Large Scale Ad Data Systems at Booking.com using the Public Cloud
Booking.com’s mission is to make it easier for everyone to experience the world. To help people discover destinations, we are a leading travel advertiser on Google Pay Per Click (PPC). Booking Holdings, as a whole, spent $4.7 billion in marketing across all brands in the first nine months of 2022. How do we run PPC at our scale, and efficiently? In this article, we want to illustrate our extensive use of the public cloud, specifically Google Cloud Platform (GCP). From data ingestion, data science, to our ad bidding, GCP is an accelerant in our development cycle, sometimes reducing time-to-market from months to weeks.
What are PPC’s Challenges?
PPC as a business represents a global optimization problem.
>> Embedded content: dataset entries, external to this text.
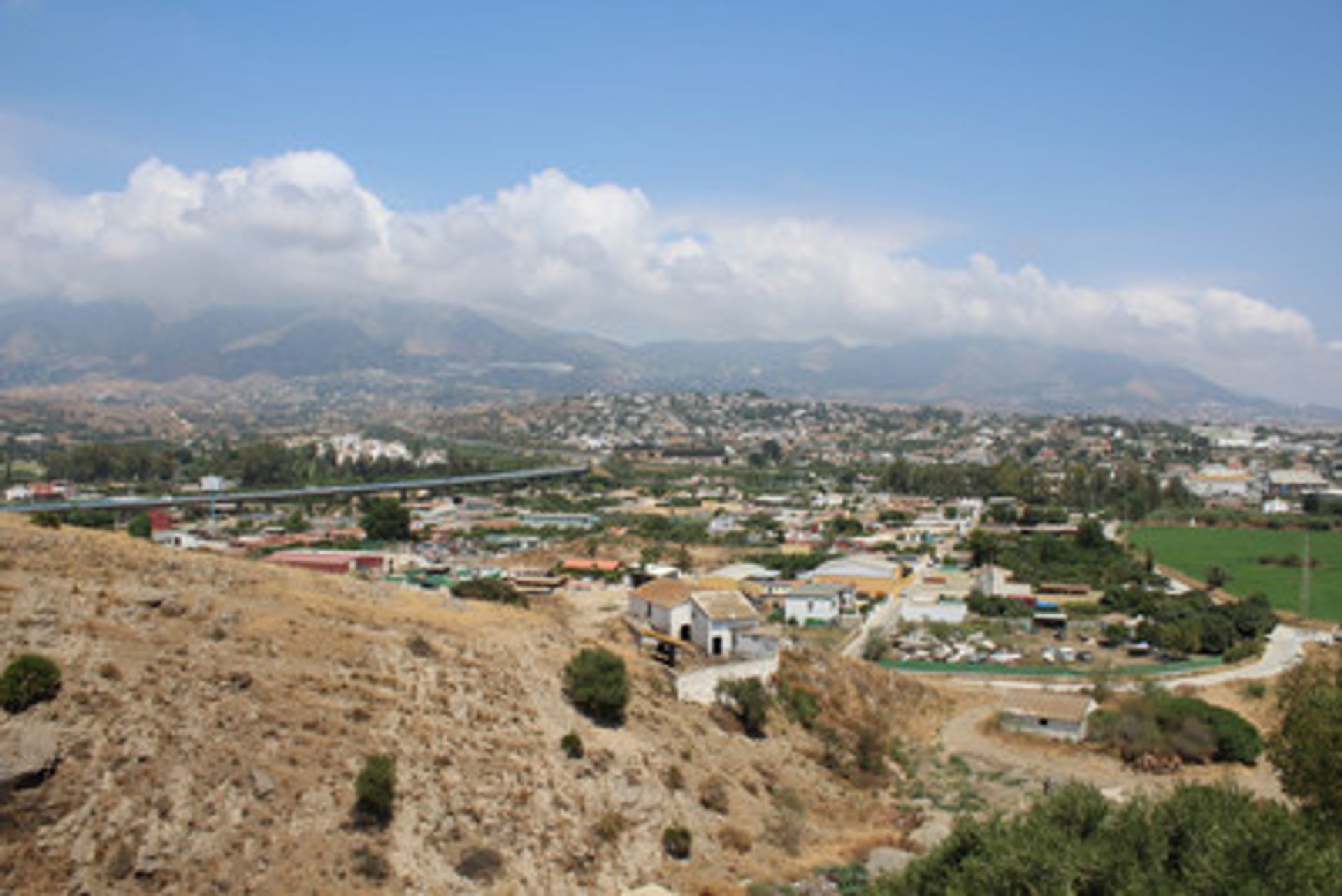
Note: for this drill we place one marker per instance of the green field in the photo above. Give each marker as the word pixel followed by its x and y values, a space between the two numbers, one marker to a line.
pixel 1193 550
pixel 1054 671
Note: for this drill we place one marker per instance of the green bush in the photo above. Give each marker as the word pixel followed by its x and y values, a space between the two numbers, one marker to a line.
pixel 749 700
pixel 29 680
pixel 675 841
pixel 375 790
pixel 370 864
pixel 386 521
pixel 1160 723
pixel 596 683
pixel 572 746
pixel 490 589
pixel 46 519
pixel 140 526
pixel 1199 840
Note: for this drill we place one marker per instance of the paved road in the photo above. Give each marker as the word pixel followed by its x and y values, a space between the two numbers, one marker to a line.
pixel 1285 649
pixel 144 502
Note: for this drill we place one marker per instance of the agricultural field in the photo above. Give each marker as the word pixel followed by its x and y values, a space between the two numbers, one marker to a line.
pixel 1241 550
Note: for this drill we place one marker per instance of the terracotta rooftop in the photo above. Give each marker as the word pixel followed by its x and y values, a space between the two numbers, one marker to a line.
pixel 663 592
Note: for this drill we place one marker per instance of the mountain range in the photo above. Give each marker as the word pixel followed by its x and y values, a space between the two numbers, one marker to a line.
pixel 45 342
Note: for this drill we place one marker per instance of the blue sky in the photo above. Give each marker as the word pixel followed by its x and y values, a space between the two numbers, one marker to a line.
pixel 1111 145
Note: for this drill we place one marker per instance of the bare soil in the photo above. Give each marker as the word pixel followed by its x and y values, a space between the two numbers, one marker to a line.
pixel 215 713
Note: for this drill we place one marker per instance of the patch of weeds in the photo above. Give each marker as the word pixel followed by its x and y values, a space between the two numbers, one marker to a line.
pixel 572 745
pixel 609 827
pixel 370 864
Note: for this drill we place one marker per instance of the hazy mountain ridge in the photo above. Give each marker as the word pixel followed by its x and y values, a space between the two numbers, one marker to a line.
pixel 52 342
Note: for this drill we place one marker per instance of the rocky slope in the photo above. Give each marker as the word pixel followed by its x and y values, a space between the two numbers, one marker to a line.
pixel 215 713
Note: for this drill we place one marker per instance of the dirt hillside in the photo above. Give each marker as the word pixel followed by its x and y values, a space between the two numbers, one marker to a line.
pixel 215 714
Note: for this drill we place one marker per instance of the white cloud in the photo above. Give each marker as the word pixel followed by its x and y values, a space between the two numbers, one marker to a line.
pixel 603 258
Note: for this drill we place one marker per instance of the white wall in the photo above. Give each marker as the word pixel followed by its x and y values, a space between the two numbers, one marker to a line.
pixel 953 614
pixel 661 619
pixel 701 686
pixel 800 609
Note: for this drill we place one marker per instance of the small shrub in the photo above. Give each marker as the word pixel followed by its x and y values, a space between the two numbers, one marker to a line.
pixel 788 821
pixel 675 841
pixel 736 840
pixel 375 790
pixel 596 683
pixel 609 827
pixel 749 700
pixel 370 864
pixel 802 706
pixel 494 591
pixel 714 796
pixel 572 745
pixel 140 526
pixel 29 680
pixel 481 864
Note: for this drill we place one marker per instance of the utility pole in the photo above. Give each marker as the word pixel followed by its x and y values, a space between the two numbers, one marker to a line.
pixel 1305 579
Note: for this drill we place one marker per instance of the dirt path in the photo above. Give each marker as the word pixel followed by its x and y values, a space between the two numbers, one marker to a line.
pixel 968 734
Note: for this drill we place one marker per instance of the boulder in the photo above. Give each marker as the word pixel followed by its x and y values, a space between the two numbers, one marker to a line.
pixel 29 754
pixel 888 860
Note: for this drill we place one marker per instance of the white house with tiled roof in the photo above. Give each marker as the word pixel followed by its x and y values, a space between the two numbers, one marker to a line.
pixel 663 605
pixel 720 619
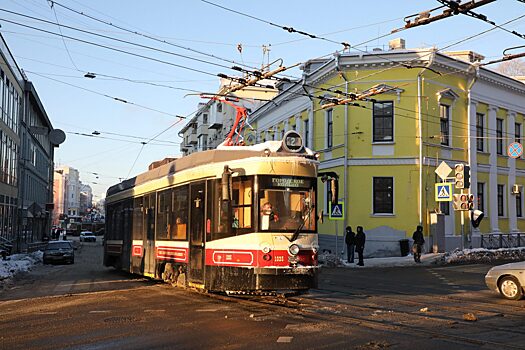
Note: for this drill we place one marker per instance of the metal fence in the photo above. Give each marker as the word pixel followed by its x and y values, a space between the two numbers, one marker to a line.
pixel 502 240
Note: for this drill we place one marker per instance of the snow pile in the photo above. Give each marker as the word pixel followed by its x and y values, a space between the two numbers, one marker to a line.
pixel 326 258
pixel 484 255
pixel 18 262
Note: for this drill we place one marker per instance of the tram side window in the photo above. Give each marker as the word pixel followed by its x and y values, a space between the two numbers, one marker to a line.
pixel 163 226
pixel 179 214
pixel 138 222
pixel 228 220
pixel 242 199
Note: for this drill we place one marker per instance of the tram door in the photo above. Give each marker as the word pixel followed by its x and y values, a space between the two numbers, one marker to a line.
pixel 197 201
pixel 149 237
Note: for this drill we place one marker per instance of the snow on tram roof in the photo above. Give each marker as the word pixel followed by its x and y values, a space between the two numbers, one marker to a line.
pixel 222 153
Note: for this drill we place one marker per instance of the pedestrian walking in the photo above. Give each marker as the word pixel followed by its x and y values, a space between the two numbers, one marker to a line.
pixel 350 244
pixel 418 243
pixel 360 239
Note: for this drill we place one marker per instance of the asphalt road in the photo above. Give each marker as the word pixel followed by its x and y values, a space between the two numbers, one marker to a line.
pixel 87 306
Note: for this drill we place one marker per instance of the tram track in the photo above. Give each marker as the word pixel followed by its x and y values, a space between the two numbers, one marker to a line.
pixel 325 312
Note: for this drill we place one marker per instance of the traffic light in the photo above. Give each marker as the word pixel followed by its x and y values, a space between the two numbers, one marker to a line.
pixel 463 201
pixel 462 176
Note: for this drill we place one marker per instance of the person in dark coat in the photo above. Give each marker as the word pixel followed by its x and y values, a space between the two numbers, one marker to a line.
pixel 350 244
pixel 360 239
pixel 418 243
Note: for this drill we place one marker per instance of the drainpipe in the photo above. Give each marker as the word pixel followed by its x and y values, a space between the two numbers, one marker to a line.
pixel 345 161
pixel 420 133
pixel 469 134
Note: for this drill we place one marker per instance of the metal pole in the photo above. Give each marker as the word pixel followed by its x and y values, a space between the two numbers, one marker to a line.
pixel 336 239
pixel 462 230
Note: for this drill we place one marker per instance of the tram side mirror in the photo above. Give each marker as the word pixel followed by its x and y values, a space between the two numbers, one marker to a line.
pixel 334 185
pixel 225 183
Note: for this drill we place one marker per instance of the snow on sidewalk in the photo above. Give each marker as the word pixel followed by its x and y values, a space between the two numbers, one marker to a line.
pixel 17 263
pixel 477 255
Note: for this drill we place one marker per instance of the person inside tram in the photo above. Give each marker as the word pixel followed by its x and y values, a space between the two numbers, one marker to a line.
pixel 268 216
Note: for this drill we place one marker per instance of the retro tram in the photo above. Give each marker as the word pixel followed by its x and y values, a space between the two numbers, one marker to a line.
pixel 235 219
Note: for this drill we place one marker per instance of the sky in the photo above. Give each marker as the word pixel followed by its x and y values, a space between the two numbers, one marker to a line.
pixel 193 41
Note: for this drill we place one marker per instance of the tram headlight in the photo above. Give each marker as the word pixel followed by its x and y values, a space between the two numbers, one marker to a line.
pixel 293 249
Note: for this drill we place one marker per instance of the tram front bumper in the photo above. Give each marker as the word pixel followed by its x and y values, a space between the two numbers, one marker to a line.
pixel 281 271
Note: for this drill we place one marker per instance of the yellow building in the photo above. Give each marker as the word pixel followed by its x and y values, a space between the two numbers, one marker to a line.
pixel 437 107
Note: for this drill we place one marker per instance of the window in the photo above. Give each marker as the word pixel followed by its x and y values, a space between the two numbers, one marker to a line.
pixel 481 196
pixel 230 218
pixel 444 207
pixel 383 195
pixel 444 115
pixel 306 132
pixel 383 121
pixel 329 128
pixel 179 213
pixel 138 225
pixel 519 212
pixel 287 204
pixel 480 141
pixel 499 136
pixel 164 223
pixel 501 200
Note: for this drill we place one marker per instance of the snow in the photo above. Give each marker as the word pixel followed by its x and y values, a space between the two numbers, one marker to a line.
pixel 18 263
pixel 24 262
pixel 478 255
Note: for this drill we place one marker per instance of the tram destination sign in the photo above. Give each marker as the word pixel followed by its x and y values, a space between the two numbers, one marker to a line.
pixel 290 182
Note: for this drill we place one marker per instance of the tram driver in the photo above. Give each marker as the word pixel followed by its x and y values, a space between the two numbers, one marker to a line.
pixel 268 216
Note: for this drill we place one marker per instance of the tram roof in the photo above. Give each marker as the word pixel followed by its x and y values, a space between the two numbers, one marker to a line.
pixel 221 154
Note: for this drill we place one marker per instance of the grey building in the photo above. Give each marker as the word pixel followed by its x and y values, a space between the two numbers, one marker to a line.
pixel 11 92
pixel 38 140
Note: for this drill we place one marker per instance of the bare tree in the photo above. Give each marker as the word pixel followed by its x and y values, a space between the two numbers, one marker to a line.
pixel 512 68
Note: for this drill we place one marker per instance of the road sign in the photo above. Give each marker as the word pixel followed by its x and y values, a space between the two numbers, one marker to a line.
pixel 443 170
pixel 515 150
pixel 337 211
pixel 443 192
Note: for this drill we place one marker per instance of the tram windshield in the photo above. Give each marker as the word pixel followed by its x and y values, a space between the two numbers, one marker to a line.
pixel 286 204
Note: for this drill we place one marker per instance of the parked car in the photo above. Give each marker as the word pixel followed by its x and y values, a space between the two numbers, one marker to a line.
pixel 508 280
pixel 59 251
pixel 87 236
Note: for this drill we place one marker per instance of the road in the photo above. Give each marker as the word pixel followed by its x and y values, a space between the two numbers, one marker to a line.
pixel 87 306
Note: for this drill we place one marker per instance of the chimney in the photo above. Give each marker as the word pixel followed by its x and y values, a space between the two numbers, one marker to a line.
pixel 396 44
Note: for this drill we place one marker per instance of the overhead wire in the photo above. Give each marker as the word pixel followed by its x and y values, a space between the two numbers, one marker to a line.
pixel 116 39
pixel 146 35
pixel 111 48
pixel 118 99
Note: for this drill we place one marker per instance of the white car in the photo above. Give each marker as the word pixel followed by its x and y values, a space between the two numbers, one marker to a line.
pixel 508 280
pixel 87 236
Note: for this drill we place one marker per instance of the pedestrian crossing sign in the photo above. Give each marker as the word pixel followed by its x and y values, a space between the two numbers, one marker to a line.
pixel 337 211
pixel 443 192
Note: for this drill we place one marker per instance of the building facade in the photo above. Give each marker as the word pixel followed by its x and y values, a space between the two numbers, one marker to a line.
pixel 436 107
pixel 35 168
pixel 66 189
pixel 11 92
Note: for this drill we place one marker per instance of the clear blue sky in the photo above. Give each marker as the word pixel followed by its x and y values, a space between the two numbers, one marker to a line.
pixel 200 26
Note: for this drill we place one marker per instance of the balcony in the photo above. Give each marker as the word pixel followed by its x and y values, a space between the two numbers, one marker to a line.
pixel 203 129
pixel 192 139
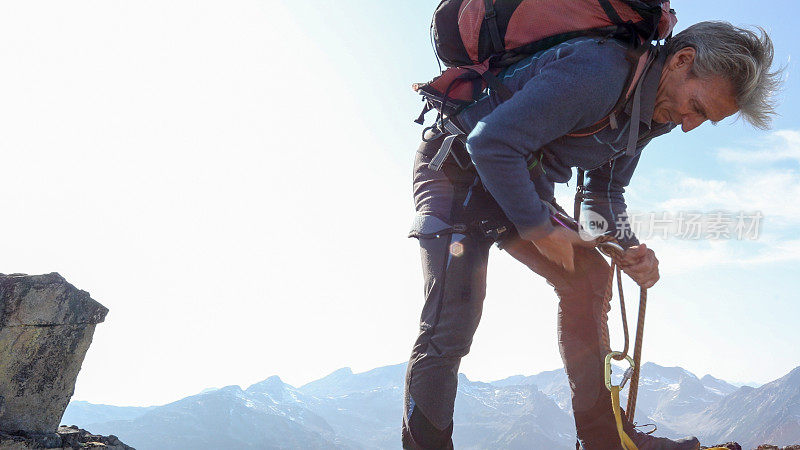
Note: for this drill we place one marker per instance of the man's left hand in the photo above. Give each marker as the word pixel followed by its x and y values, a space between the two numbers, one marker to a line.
pixel 640 263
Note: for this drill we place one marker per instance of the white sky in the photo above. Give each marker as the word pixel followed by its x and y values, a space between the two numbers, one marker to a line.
pixel 221 177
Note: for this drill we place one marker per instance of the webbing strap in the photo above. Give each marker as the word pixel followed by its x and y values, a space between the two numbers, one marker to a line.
pixel 579 195
pixel 441 155
pixel 494 32
pixel 624 439
pixel 497 86
pixel 636 113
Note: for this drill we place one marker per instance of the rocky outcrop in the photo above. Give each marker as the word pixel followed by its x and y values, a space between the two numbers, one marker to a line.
pixel 46 327
pixel 70 437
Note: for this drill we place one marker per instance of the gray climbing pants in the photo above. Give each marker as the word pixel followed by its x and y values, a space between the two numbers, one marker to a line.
pixel 457 223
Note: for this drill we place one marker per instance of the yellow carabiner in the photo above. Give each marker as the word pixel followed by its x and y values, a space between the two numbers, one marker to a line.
pixel 625 440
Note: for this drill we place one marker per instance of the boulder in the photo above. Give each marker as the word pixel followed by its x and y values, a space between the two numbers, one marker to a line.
pixel 46 327
pixel 70 437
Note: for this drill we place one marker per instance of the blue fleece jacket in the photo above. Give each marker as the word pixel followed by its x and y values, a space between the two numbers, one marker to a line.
pixel 557 92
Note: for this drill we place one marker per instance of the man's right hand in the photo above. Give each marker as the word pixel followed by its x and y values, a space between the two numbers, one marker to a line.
pixel 557 246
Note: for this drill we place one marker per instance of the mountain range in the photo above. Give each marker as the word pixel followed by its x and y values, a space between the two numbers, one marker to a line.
pixel 347 410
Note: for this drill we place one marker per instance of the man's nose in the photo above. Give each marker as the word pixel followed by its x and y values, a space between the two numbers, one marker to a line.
pixel 691 121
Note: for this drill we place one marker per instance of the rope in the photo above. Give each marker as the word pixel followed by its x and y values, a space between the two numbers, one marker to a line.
pixel 613 250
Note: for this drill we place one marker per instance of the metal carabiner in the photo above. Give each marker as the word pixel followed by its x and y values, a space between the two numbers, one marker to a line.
pixel 608 370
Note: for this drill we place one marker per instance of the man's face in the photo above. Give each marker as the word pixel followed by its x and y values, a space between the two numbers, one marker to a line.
pixel 688 100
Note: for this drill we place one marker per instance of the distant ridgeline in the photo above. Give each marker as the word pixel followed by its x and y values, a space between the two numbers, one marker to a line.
pixel 347 410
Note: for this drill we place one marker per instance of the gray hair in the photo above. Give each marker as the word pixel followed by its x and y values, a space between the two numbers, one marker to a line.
pixel 739 55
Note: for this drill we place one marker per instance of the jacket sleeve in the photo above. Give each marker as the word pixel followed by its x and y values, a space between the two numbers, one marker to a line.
pixel 573 87
pixel 605 187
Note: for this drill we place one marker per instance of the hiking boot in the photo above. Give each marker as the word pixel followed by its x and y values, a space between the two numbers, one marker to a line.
pixel 646 441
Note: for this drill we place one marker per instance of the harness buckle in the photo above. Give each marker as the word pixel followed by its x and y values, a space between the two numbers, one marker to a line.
pixel 491 230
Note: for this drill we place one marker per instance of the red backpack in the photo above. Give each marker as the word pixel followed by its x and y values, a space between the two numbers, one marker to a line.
pixel 477 38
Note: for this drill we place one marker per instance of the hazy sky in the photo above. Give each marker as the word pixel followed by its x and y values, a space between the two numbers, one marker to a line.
pixel 232 180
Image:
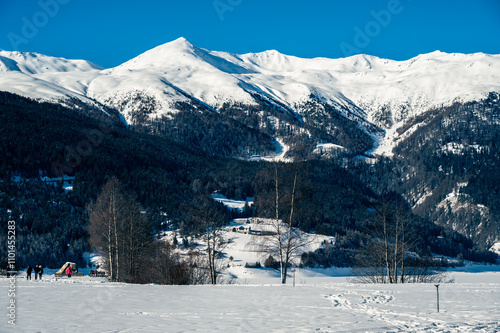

From a technical perspective, solving this requires machine learning and operational infrastructure at scale, which is processing performance feedback, assessing historical performance and after running algorithms, communicating results back to a search engine provider. We’ll touch on some of the key aspects of our technology stack enabling this capability.
Data Ingestion and Analytics at Scale
Ingestion of performance data, whether generated by a search provider or internally, is a key input for our algorithms. We make extensive use of Google BigQuery in PPC due to the scale of our business (up to 2 million room nights booked per day). Our team collectively runs more than 1 million queries per month, scanning more than 2 PB of data. BigQuery saves us substantial time — instead of waiting for hours in Hive/Hadoop, our median query run time is 20 seconds for batch, and 2 seconds for interactive queries.
BigQuery also offers native support for nested and repeated data schema. We take advantage of this feature in our ad bidding systems, maintaining consistent data views from our Account Specialists’ spreadsheets, to our Data Scientists’ notebooks, to our bidding system’s in-memory data. This feature eliminates code to parse data, lowers our technical debt, and shortens our development time.
A Unified View for Operational Data
We kept most of our operational data in relational databases, like MySQL. As we evolved, we increasingly needed to interweave that data with analytical data in one unified view. We now use Spanner, a globally distributed SQL database, because it has a number of unique features that strongly fits our use case:
- Spanner and BigQuery force multiply each other via Federated Queries: we store rapidly changing, relational data in Spanner and write append-oriented, analytical data into BigQuery. When our queries span both datasets, Federated Queries fetch real-time, snapshot-consistent data from both stores immediately. We don’t need to move data, or spend development cycles to set up (and maintain) data pipelines.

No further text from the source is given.